Steps recommended by the report include making sure that efforts to increase farming yields do not hit the long term sustainability of food production. But it also said that IT had a key role in improving investment in Third World countries and increasing farmers’ ability to access information.
Greater use of IT, and mobile phones, “could help improve market information and allow producers to make better decisions about timely supply to markets”, which it said could help reduce seasonal wastage.
The report drew attention to the potential of the internet to provide farmers in poorer countries with useful guidance and advice on improving their farming techniques.
“Access to modern information communication technology (ICT) in rural communities offers substantial potential for the dissemination of knowledge and good practice,” it said. “Most producers live in a world of imperfect information, and are subject to considerable uncertainty with regard to weather conditions, pest attacks, and market options; some of these could be mitigated by better access to ICT.”
IT could facilitate much better knowledge for governments of what is happening in the global food system, the report said, but it added that Third World countries needed good technology systems for this to work.
“Modern information and communication technology (ICT) offers vast scope for improving the quantity, quality and accessibility of information available about the global food system.
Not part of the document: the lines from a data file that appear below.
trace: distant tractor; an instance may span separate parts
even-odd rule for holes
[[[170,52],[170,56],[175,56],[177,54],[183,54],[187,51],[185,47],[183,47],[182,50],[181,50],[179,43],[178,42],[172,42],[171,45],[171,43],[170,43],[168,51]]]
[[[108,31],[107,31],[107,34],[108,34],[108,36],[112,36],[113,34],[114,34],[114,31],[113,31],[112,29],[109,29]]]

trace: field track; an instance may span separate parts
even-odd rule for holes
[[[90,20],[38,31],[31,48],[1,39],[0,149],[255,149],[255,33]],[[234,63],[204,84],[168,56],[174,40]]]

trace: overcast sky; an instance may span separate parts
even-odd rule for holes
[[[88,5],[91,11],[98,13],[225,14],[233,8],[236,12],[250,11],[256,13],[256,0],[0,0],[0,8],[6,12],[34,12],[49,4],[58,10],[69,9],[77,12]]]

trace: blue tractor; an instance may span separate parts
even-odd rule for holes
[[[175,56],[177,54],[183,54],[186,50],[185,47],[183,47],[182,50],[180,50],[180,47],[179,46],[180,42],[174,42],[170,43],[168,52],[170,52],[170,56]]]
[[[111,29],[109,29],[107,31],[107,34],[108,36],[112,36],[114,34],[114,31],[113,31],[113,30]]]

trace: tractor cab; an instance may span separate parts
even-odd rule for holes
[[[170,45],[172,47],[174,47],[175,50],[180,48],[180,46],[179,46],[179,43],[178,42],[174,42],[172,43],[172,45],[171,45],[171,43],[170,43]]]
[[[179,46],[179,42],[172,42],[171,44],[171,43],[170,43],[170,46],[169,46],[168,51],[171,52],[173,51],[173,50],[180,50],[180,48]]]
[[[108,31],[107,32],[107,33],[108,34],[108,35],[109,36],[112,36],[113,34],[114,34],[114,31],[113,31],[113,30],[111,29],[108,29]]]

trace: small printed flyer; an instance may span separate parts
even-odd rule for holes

Satellite and mobile telephony and the growing ubiquity of the web make the collection of data more straightforward, as well as its analysis and dissemination,” the report said.
It added that cloud computing, and the “more intelligent handling of data using semantic web technology”, would make shared information more important and more useful.
It warned that “active steps” will have to be taken by all countries to ensure that low-income nations are not left behind by a “digital divide”.
The report was compiled through research from a two-year study, in which 400 experts across the globe were consulted.